11. Lorsque le préfet prend, à l’encontre d’un étranger, une décision portant obligation de quitter le territoire français ne comportant aucun délai de départ, il appartient au préfet d’assortir sa décision d’une interdiction de retour sur le territoire français, sauf dans le cas où l’étranger fait état de circonstances humanitaires qui y feraient obstacle. Seule la durée de cette interdiction de retour doit être appréciée au regard des quatre critères énumérés à l’article L. 612-10 du code précité, à savoir la durée de la présence de l’étranger sur le territoire français, la nature et l’ancienneté de ses liens avec la France, l’existence ou non d’une précédente mesure d’éloignement et, le cas échéant, la menace pour l’ordre public que constitue sa présence sur le territoire.
12. D’une part, la préfète a refusé d’octroyer à M. C un délai de départ volontaire. Le requérant se trouve donc dans le cas où, en application de l’article L. 612-6 du code de l’entrée et du séjour des étrangers et du droit d’asile, il fait l’objet d’une interdiction de retour sur le territoire français. M. C ne justifie d’aucune circonstance humanitaire faisant obstacle à ce qu’une telle mesure soit prise à son encontre.
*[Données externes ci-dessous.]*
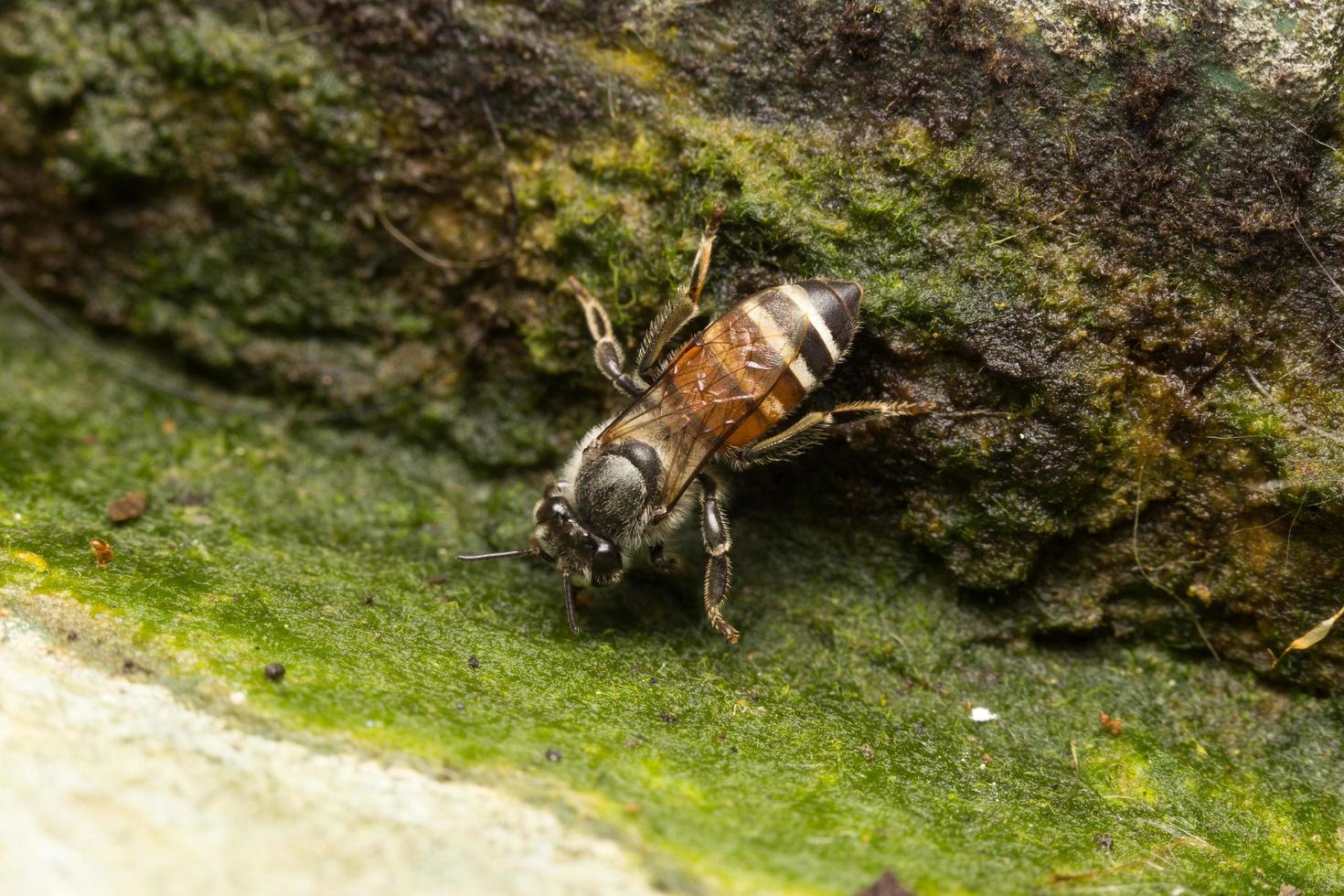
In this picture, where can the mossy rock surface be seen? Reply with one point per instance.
(835, 741)
(1113, 231)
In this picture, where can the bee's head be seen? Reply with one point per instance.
(563, 540)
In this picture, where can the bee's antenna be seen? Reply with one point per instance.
(571, 613)
(500, 555)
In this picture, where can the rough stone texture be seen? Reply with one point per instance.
(114, 787)
(1095, 225)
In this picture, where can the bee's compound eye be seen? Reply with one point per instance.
(606, 560)
(552, 511)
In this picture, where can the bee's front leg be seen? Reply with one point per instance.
(606, 351)
(679, 309)
(718, 572)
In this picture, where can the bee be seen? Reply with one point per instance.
(715, 400)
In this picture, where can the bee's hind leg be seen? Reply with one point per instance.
(606, 351)
(812, 427)
(677, 312)
(718, 572)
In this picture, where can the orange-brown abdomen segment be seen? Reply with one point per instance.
(748, 369)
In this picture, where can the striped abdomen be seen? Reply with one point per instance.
(752, 366)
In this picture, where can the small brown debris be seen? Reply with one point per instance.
(101, 551)
(884, 885)
(128, 507)
(1310, 638)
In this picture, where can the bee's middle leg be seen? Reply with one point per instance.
(718, 572)
(812, 427)
(606, 351)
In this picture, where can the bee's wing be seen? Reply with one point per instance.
(712, 383)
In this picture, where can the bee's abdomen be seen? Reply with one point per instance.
(827, 312)
(831, 309)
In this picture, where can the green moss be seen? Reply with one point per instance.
(832, 743)
(1078, 235)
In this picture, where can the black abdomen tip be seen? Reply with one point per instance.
(849, 293)
(837, 303)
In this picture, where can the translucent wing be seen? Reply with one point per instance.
(711, 387)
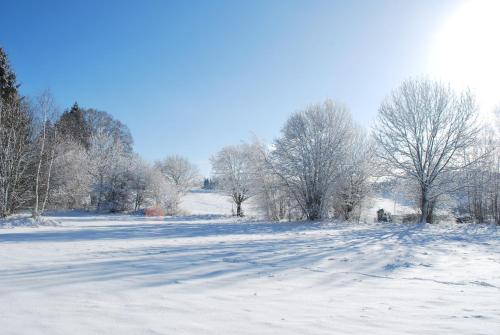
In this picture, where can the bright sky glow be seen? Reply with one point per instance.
(466, 51)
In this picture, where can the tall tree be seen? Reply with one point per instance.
(311, 153)
(422, 129)
(15, 141)
(232, 169)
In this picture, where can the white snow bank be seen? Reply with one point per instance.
(218, 275)
(25, 220)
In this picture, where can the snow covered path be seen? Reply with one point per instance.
(217, 275)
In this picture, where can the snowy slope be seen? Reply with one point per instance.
(218, 275)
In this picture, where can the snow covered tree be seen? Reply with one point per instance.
(421, 131)
(353, 185)
(15, 142)
(73, 126)
(44, 150)
(71, 179)
(310, 155)
(179, 172)
(232, 169)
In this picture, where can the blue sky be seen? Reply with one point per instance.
(189, 77)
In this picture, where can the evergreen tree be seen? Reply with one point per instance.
(72, 125)
(8, 86)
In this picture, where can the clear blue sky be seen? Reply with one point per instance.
(189, 77)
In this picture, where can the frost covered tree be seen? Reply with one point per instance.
(179, 172)
(71, 178)
(421, 131)
(353, 185)
(107, 166)
(310, 155)
(15, 142)
(231, 167)
(180, 176)
(44, 150)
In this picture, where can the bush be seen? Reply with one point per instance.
(154, 211)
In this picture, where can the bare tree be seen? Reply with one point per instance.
(311, 155)
(421, 131)
(179, 172)
(353, 184)
(232, 168)
(45, 109)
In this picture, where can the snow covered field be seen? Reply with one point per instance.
(217, 275)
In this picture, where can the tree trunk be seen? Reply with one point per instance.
(238, 209)
(424, 206)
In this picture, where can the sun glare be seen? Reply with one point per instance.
(466, 51)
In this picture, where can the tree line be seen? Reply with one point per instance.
(427, 145)
(81, 158)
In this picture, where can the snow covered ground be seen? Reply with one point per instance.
(210, 274)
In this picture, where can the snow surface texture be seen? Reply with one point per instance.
(211, 274)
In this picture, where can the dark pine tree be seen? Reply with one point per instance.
(72, 125)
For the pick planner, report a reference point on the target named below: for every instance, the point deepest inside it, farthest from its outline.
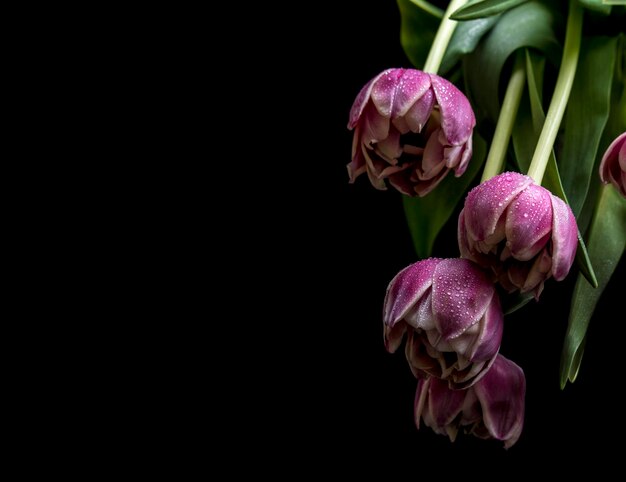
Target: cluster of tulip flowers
(411, 128)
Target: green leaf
(486, 8)
(419, 23)
(587, 111)
(528, 25)
(607, 241)
(464, 40)
(525, 136)
(427, 215)
(596, 5)
(615, 125)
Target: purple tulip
(451, 314)
(493, 408)
(520, 230)
(411, 128)
(613, 164)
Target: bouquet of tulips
(525, 101)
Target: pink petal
(432, 162)
(389, 148)
(457, 116)
(485, 204)
(465, 158)
(564, 238)
(357, 166)
(375, 126)
(361, 100)
(417, 116)
(412, 85)
(538, 273)
(406, 288)
(445, 404)
(487, 344)
(529, 222)
(461, 293)
(384, 91)
(421, 396)
(393, 336)
(501, 393)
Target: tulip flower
(451, 314)
(519, 230)
(411, 128)
(613, 164)
(492, 408)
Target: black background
(345, 403)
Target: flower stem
(561, 93)
(506, 119)
(442, 38)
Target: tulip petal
(406, 288)
(417, 116)
(412, 85)
(384, 91)
(461, 293)
(389, 148)
(432, 162)
(564, 238)
(487, 202)
(457, 117)
(421, 397)
(375, 126)
(487, 344)
(465, 158)
(393, 336)
(501, 394)
(445, 404)
(538, 273)
(361, 100)
(529, 222)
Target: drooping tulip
(518, 229)
(411, 128)
(451, 314)
(613, 164)
(492, 408)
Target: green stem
(442, 38)
(506, 119)
(561, 93)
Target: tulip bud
(492, 408)
(613, 164)
(452, 316)
(411, 128)
(519, 230)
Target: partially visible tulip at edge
(613, 164)
(451, 314)
(493, 408)
(411, 128)
(519, 230)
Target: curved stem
(442, 38)
(506, 119)
(561, 93)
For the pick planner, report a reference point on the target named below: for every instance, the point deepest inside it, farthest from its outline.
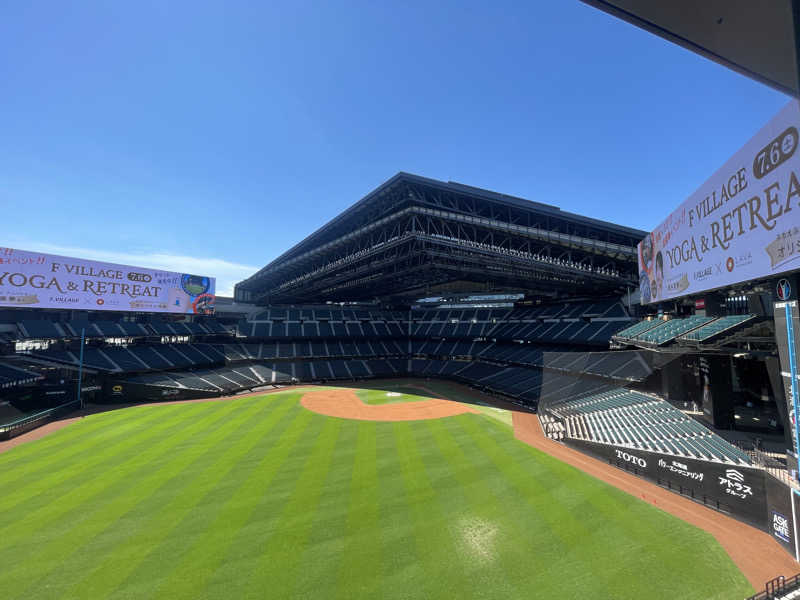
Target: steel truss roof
(416, 234)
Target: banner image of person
(741, 224)
(38, 280)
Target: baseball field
(264, 497)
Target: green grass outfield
(259, 498)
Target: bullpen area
(408, 496)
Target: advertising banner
(38, 280)
(734, 489)
(742, 224)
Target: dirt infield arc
(347, 405)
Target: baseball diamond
(224, 376)
(225, 499)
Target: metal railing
(777, 588)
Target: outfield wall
(748, 494)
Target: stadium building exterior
(437, 279)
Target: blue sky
(210, 137)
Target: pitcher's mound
(345, 404)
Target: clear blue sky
(213, 136)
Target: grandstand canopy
(418, 236)
(757, 39)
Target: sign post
(80, 367)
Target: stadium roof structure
(414, 235)
(756, 39)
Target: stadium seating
(634, 420)
(41, 330)
(722, 325)
(11, 375)
(669, 330)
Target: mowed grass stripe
(79, 483)
(191, 476)
(205, 549)
(325, 543)
(53, 462)
(98, 424)
(399, 551)
(488, 521)
(277, 565)
(435, 541)
(285, 464)
(360, 571)
(585, 537)
(66, 538)
(569, 530)
(97, 451)
(292, 504)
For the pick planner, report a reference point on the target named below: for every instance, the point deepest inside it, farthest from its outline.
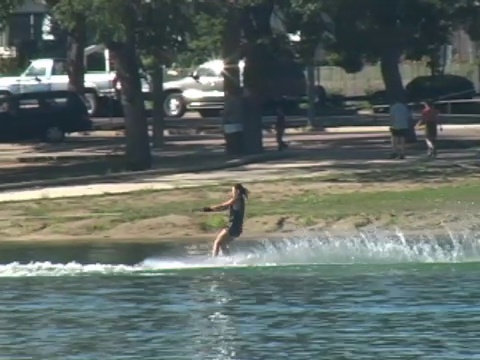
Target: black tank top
(237, 213)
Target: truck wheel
(209, 113)
(174, 105)
(91, 101)
(54, 134)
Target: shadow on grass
(365, 156)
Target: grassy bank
(340, 202)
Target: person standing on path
(399, 124)
(236, 207)
(430, 120)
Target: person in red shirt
(430, 120)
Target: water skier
(236, 207)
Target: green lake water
(366, 296)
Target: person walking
(430, 121)
(399, 124)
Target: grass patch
(304, 203)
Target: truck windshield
(36, 70)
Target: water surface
(367, 296)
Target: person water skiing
(236, 207)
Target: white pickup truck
(51, 74)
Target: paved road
(100, 144)
(292, 169)
(194, 122)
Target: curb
(127, 176)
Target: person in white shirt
(399, 128)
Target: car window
(36, 70)
(28, 104)
(59, 68)
(205, 71)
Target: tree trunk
(137, 154)
(76, 42)
(233, 110)
(392, 78)
(255, 79)
(312, 111)
(258, 72)
(158, 124)
(393, 83)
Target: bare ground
(275, 208)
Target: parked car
(46, 116)
(50, 74)
(202, 90)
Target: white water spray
(368, 247)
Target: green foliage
(6, 8)
(418, 28)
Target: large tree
(71, 16)
(383, 31)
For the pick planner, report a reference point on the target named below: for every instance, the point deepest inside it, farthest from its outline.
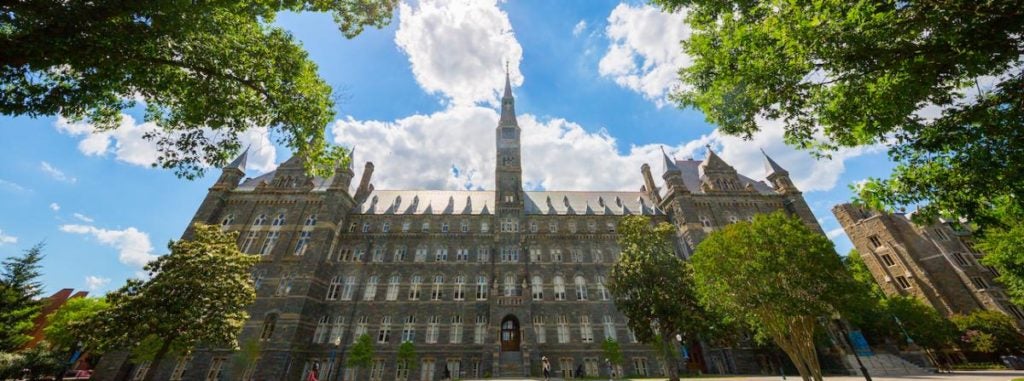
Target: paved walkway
(958, 376)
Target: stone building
(936, 263)
(483, 283)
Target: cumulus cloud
(133, 246)
(458, 48)
(94, 283)
(127, 143)
(55, 173)
(644, 53)
(580, 28)
(5, 239)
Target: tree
(776, 276)
(989, 332)
(198, 294)
(939, 83)
(19, 291)
(206, 71)
(653, 287)
(61, 331)
(361, 354)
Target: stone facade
(483, 283)
(936, 263)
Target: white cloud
(94, 283)
(83, 217)
(461, 154)
(458, 48)
(55, 173)
(644, 53)
(5, 239)
(133, 246)
(128, 144)
(580, 28)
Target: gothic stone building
(936, 263)
(483, 283)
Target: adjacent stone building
(483, 283)
(937, 263)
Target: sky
(418, 98)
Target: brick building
(936, 263)
(483, 283)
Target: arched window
(581, 288)
(559, 286)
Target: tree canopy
(653, 287)
(206, 71)
(198, 294)
(778, 278)
(19, 290)
(938, 83)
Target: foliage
(989, 332)
(776, 276)
(612, 351)
(19, 289)
(361, 354)
(198, 294)
(60, 331)
(904, 74)
(653, 288)
(206, 71)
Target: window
(538, 288)
(903, 283)
(409, 330)
(269, 322)
(348, 289)
(887, 259)
(384, 333)
(563, 329)
(479, 332)
(371, 291)
(876, 243)
(216, 368)
(559, 286)
(586, 331)
(455, 337)
(460, 288)
(437, 293)
(334, 290)
(609, 328)
(581, 288)
(539, 329)
(392, 288)
(414, 288)
(323, 330)
(958, 257)
(432, 330)
(979, 283)
(482, 254)
(481, 288)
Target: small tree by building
(778, 277)
(198, 294)
(654, 289)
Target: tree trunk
(151, 374)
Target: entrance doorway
(510, 334)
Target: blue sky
(417, 98)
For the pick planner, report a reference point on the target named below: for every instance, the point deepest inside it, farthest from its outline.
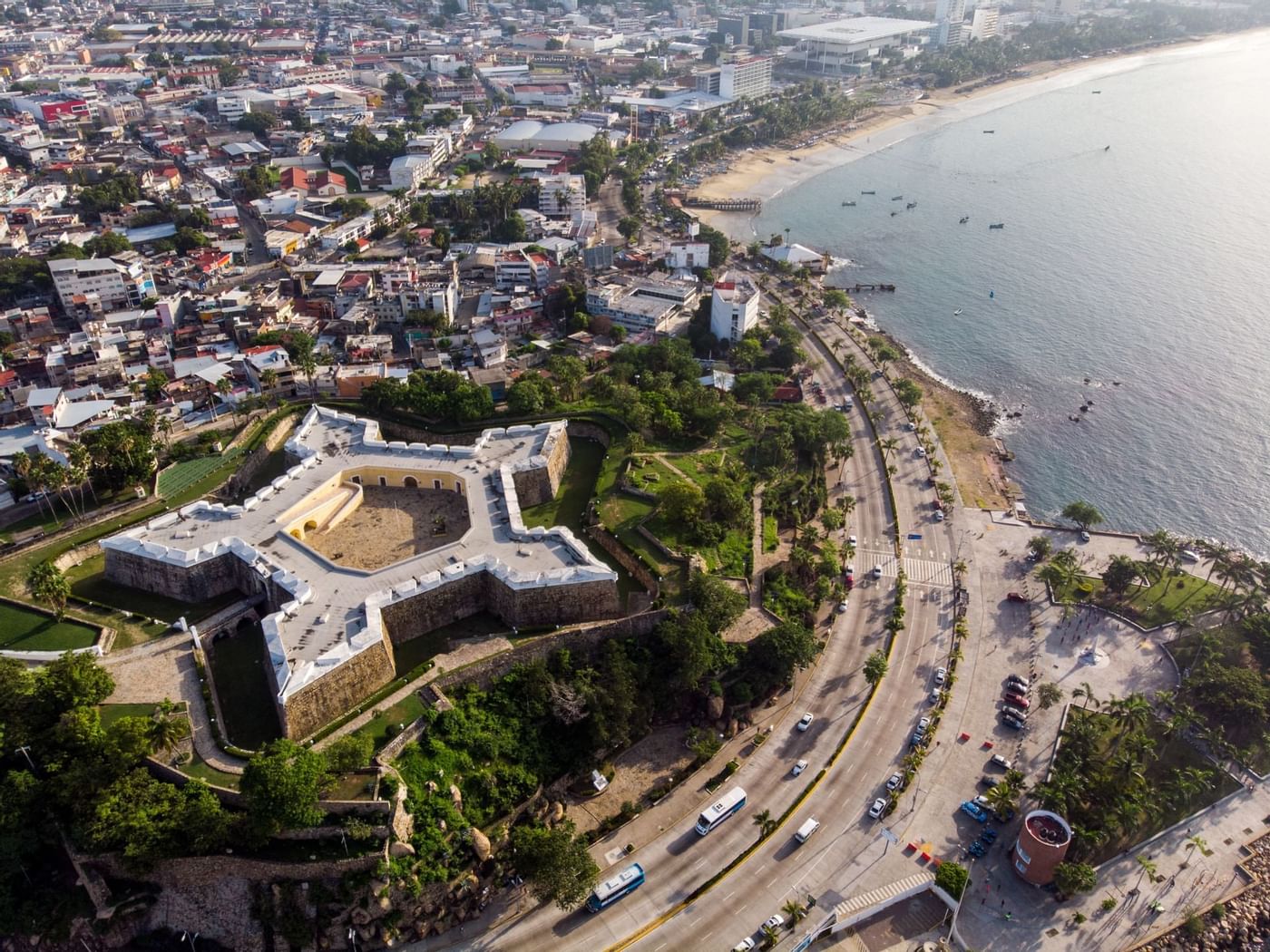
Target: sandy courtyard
(393, 524)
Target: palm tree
(765, 822)
(1086, 692)
(794, 913)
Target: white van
(806, 831)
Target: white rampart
(192, 536)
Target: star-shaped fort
(365, 543)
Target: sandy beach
(767, 171)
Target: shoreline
(768, 171)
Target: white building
(562, 194)
(751, 76)
(689, 254)
(987, 23)
(113, 283)
(733, 306)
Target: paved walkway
(464, 654)
(165, 669)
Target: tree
(1121, 571)
(1082, 513)
(1040, 548)
(681, 503)
(281, 787)
(875, 666)
(555, 862)
(1070, 879)
(952, 879)
(1048, 694)
(48, 584)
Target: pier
(726, 205)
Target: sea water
(1143, 268)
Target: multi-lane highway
(848, 846)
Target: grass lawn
(117, 713)
(199, 770)
(28, 630)
(771, 537)
(1161, 603)
(400, 714)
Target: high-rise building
(733, 306)
(739, 79)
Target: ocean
(1137, 277)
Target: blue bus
(611, 890)
(717, 812)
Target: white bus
(611, 890)
(720, 810)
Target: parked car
(974, 811)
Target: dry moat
(393, 524)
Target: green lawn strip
(771, 537)
(1151, 606)
(28, 630)
(1171, 753)
(111, 714)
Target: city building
(845, 47)
(733, 306)
(1043, 841)
(740, 79)
(107, 283)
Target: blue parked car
(974, 811)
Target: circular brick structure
(1043, 843)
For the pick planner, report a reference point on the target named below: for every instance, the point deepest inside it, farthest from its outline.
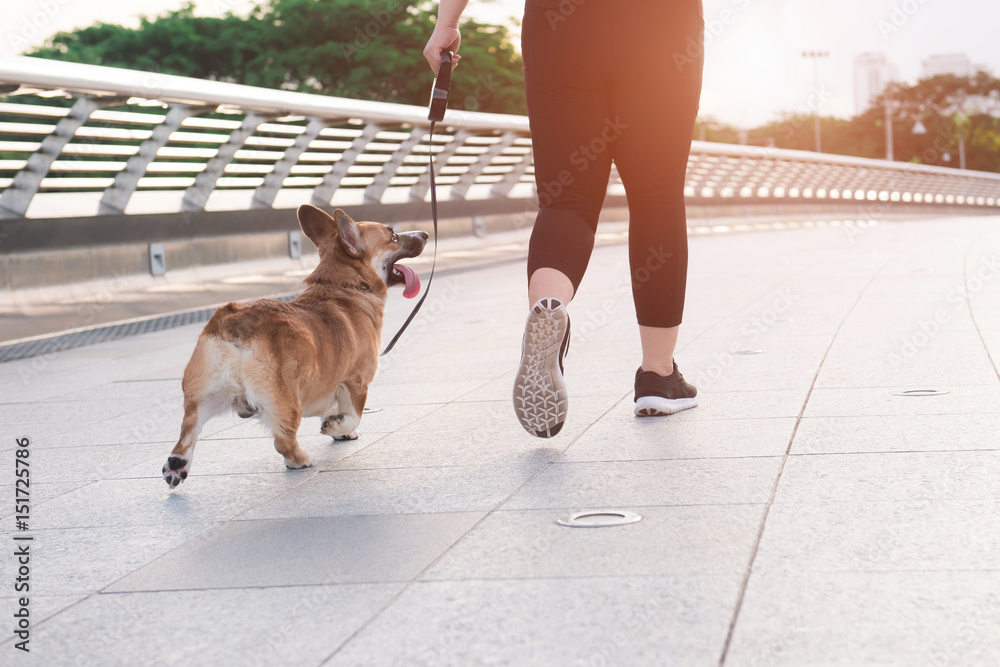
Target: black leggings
(614, 80)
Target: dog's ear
(316, 223)
(354, 242)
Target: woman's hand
(444, 38)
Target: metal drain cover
(599, 519)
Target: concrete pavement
(806, 513)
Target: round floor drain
(599, 519)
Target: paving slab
(294, 552)
(537, 622)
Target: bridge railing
(81, 141)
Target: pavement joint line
(784, 459)
(968, 304)
(448, 550)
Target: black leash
(438, 105)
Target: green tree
(350, 48)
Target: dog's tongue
(412, 281)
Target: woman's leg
(568, 93)
(658, 85)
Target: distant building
(872, 73)
(948, 63)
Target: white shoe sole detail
(654, 406)
(540, 399)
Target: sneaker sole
(656, 406)
(540, 399)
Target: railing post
(117, 196)
(16, 199)
(374, 192)
(196, 196)
(460, 188)
(263, 196)
(323, 192)
(418, 191)
(503, 187)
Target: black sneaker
(540, 400)
(657, 395)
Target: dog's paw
(333, 425)
(293, 465)
(175, 471)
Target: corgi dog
(311, 357)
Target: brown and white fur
(312, 357)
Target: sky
(754, 68)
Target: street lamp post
(815, 57)
(889, 152)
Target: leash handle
(439, 93)
(438, 105)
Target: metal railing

D’autre part, l’intéressé est en France depuis quelques mois seulement et ne justifie d’aucun lien particulier sur le territoire si ce n’est son ex-compagne à l’égard de laquelle il a reconnu, lors d’un placement en garde-à-vue le 23 mai 2025, avoir exercé des violences et prononcé à son encontre des menaces de mort. Par suite, la préfète du Rhône n’a pas fait une inexacte application de l’article L. 612-10 du code de l’entrée et du séjour des étrangers et du droit d’asile en fixant à cinq ans la durée de l’interdiction de retour contestée. En outre, la décision attaquée fait état de ces motifs et est ainsi suffisamment motivée.
13. En dernier lieu, compte tenu de ce qui a été dit précédemment, l’interdiction de retour prononcée à l’encontre du requérant ne viole pas les stipulations de l’article 8 de la convention de sauvegarde des droits de l’homme et des libertés fondamentales.
14. Il résulte de tout ce qui précède que M. C n’est pas fondé à demander l’annulation de la décision du 25 mai 2025.
Sur les frais liés au litige :
15. En application des dispositions de l’article L. 761-1 du code de justice administrative, le tribunal ne peut pas faire bénéficier la partie perdante du paiement par l’autre partie des frais qu’elle a exposés à l’occasion du litige soumis au juge. Dès lors, les conclusions présentées à ce titre par M. C doivent être rejetées.
DÉCIDE :
Article 1er : M. C est admis, à titre provisoire, au bénéfice de l’aide juridictionnelle.
Article 2 : Le surplus des conclusions de de la requête M. C est rejeté.
Article 3 : Le présent jugement sera notifié à M. A C et à la préfète du Rhône.
Rendu public par mise à disposition au greffe le 4 juin 2025
La magistrate désignée,
M. D,
Le greffier,
T. Clément,
La République mande et ordonne à la préfète du Rhône en ce qui la concerne ou à tous commissaires de justice à ce requis en ce qui concerne les voies de droit commun contre les parties privées, de pourvoir à l’exécution de la présente décision.